I realize assumptions of future taxes have to be set, and that predicting taxes exactly is therefore impossible. But that doesn’t mean no plan, and I am willing to make specific assumptions. Ideally I’d like to see a plan with tax rates and cap gains the same inflation adjusted, and another assuming higher tax rates. We also know when some of the current rates/laws are set to expire.

So I’m looking for professional guidance, and expect to pay for it. Any ideas? Again we don’t know any tax advisors, and we’ve just moved to another state (our problem) so references are almost non existent as we build a new network of friends and contacts.


We hired a true fee only financial planner from the Garrett Network. (Cost us $1200 for the plan- period-he does not manage our accounts- just advises- with access to him all year and an option to put him on retainer or hourly in the following years if we so desire)He has advised us to delay SS until age 70 (or at least just my husband) and to draw down our assets from taxable and/or tax deferred accounts to live on in the meantime.


This will start in January- me being age 63 (and already retired) and hubby age 65 1/2 and retiring then. This to help decrease the tax torpedo at age 70 1/2 when RMD's kick in and we start collecting SS. We will also have to pay health insurance for me until I reach age 65. He doesn't seem concerned about any of this. But I am freaking out! LOL! I am so used to saving money not depleting our accounts.


We have a very conservative portfolio but I still worry about a market downturn.
 
Financial planners with a RIA (Retirement Income Advisor? I think) designation have specific expertise in these kinds of questions. My long-time CPA recently became a CFP and he has been really helpful to me on these kinds of questions. I should not be left alone with a spreadsheet, so I couldn't do this without help.
 
If one can pay the conversion tax from savings, it's a more complicated situation,

No it isn't. The money in savings to pay the tax doesn't just magically appear from nowhere. It's simply part of your overall portfolio.

Money if fungible. If you can use it to pay the tax you could also use it to invest, and you're right back to the spreadsheet printout that RunningBum showed in his 08:23 AM post.
 
No it isn't. The money in savings to pay the tax doesn't just magically appear from nowhere. It's simply part of your overall portfolio.

Money if fungible. If you can use it to pay the tax you could also use it to invest, and you're right back to the spreadsheet printout that RunningBum showed in his 08:23 AM post.
Money may be fungible, but money held in a taxable account is subject to annual taxation while money held in a Roth account is not.

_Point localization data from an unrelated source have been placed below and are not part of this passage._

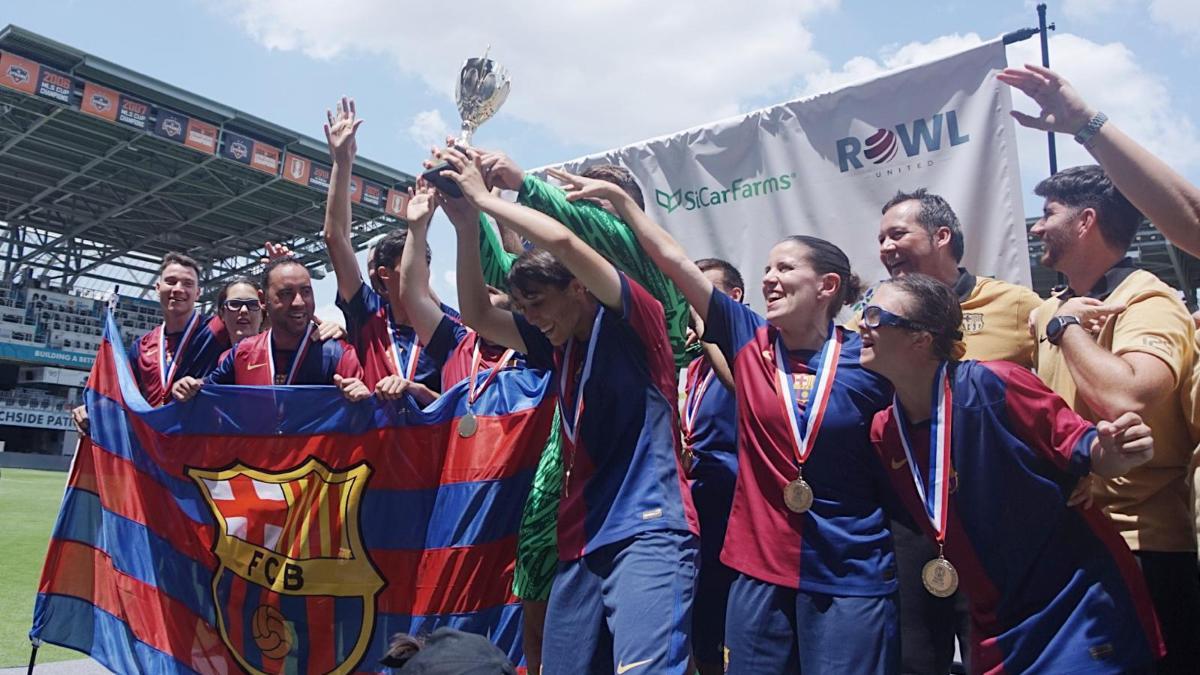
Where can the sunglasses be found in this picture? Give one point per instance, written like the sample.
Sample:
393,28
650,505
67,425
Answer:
875,316
238,305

See the first of the two More complicated situations for a summary, Maxing out your retirement accounts for more details, and Roth 401(k) vs. 401(k) Spreadsheet Attempt - Critique Please for math derivation details.
 
I think the analysis of using money in an IRA or 401K to pay tax for conversion depends on what you are trying to accomplish. Of course one objective in any action on your savings is to maximize the savings balance, but there are other objectives also. One is to pay taxes today while in a lower bracket, another is to allow for lower MAGI when having to contend with Medicare IRMAA or taxable portion of SS distributions. Yet another is perhaps you have a plan to draw after tax funds where you need to sell securities and realize capital gains, trying to minimize other reported income to minimize capital gain taxes. And a favorite of mine is to allow for taxes to be paid today so I don't have to worry about falling into some unknown tax trap invented by the boys and girls in Washington when they change income tax rules.